El Directorio de la Caja Previsional Policial y Penitenciaria envió a la Legislatura un proyecto para declarar la emergencia económica y financiera por dos años, prorrogables por otros dos. La iniciativa reconoce un desequilibrio estructural, deudas acumuladas y problemas de liquidez, y propone modificar beneficios, generar nuevos recursos y regularizar obligaciones pendientes en hasta 36 meses.
Uno de los puntos más críticos es el régimen compensatorio de los policías del ex Territorio. Según el proyecto, cuenta con apenas dos aportantes activos frente a 541 beneficiarios. El desequilibrio se profundizó desde 2010, cuando el beneficio dejó de contemplar únicamente la Zona Desfavorable e incorporó otros suplementos sin nuevas fuentes de financiamiento. El problema ya había sido advertido en estudios actuariales de 2012, 2017 y 2022.

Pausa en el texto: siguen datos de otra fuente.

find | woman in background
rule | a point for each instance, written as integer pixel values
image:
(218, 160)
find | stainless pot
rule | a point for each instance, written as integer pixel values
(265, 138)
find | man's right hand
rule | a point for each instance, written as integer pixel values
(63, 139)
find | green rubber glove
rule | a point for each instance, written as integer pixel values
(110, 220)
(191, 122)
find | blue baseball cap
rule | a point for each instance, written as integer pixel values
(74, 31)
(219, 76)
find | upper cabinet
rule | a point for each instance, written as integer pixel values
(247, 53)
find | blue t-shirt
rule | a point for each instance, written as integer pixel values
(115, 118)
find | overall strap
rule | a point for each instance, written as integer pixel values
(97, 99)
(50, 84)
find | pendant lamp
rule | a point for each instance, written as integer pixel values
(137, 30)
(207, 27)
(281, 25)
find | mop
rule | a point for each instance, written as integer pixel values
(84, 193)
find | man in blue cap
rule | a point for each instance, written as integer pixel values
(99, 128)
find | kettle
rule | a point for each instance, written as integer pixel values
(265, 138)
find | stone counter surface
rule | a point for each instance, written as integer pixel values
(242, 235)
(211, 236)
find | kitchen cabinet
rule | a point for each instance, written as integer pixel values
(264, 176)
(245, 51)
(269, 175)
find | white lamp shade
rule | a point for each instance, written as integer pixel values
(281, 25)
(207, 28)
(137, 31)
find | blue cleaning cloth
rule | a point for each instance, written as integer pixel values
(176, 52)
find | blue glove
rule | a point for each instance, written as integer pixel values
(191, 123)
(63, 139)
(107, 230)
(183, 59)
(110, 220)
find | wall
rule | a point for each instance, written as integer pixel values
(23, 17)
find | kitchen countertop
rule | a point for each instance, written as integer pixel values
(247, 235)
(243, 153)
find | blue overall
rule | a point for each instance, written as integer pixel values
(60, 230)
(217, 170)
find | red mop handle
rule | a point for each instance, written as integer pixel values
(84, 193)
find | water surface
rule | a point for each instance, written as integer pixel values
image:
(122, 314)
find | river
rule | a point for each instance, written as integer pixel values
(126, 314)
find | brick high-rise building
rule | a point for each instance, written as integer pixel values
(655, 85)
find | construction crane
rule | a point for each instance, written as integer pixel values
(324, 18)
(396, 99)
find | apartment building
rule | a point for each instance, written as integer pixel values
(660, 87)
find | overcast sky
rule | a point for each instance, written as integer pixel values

La falta de recursos tiene consecuencias directas: alrededor de 540 retirados reclaman por el pago incompleto del haber compensatorio desde 2025, con atrasos que, según los afectados, llegan a 15 meses. En abril, durante el tratamiento en la Legislatura, la deuda fue estimada en unos $6.600 millones. La situación derivó en reclamos judiciales y protestas.
La crisis llevó a la Caja a reprogramar pagos, reducir personal, evaluar la venta de inmuebles y solicitar adelantos al Ejecutivo. También comenzó a utilizar inversiones para cubrir el déficit: solo en 2024 redujo esos activos en más de $5.300 millones para afrontar un rojo financiero superior a $4.200 millones.
Qué cambios propone el proyecto
Durante la emergencia, el haber compensatorio de los retirados del ex Territorio se calculará exclusivamente sobre el 100% del Suplemento Zona Desfavorable, dejando afuera otros adicionales. También quedarían excluidos quienes perciban la Bonificación Zona Austral de la Caja de Retiros de la Policía Federal.
El proyecto crea además un Fondo de Emergencia al que se redireccionaría la recaudación del Fondo Asistencia Activación Económica TDF, actualmente destinada a MiPyMEs y otros sectores productivos. Para 2026 fueron presupuestados unos $2.263 millones por ese concepto.
También modifica la distribución tributaria sobre el transporte de gas por gasoductos: Ingresos Brutos subiría del 3,5% al 4% y el Fondo de Financiamiento de Servicios Sociales bajaría del 1,5% al 1%, manteniendo una carga conjunta del 5%. El 25% de lo recaudado por IIBB de esa actividad se destinaría al Fondo de Emergencia.
Otra fuente serían los bancos y el sector financiero, mediante la eliminación de exenciones de Ingresos Brutos sobre determinadas operaciones y ganancias con títulos públicos. El proyecto no estima cuánto se recaudaría por esta vía.
Para las prestaciones adeudadas, la Caja deberá presentar en 90 días un plan de regularización de hasta 36 meses. Quienes adhieran deberán renunciar a iniciar demandas o desistir de las que estén en trámite por esas obligaciones.
Los retirados provinciales deberán realizar además un aporte extraordinario del 3% y los aumentos del personal activo se trasladarán a sus haberes con dos meses de demora. Durante la emergencia también se suspenderían ejecuciones y embargos contra la Caja.
Finalmente, un comité técnico tendrá diez meses para elaborar una reforma integral, realizar un nuevo estudio actuarial, auditar los pasivos judiciales y proyectar la situación financiera del sistema para los próximos diez años.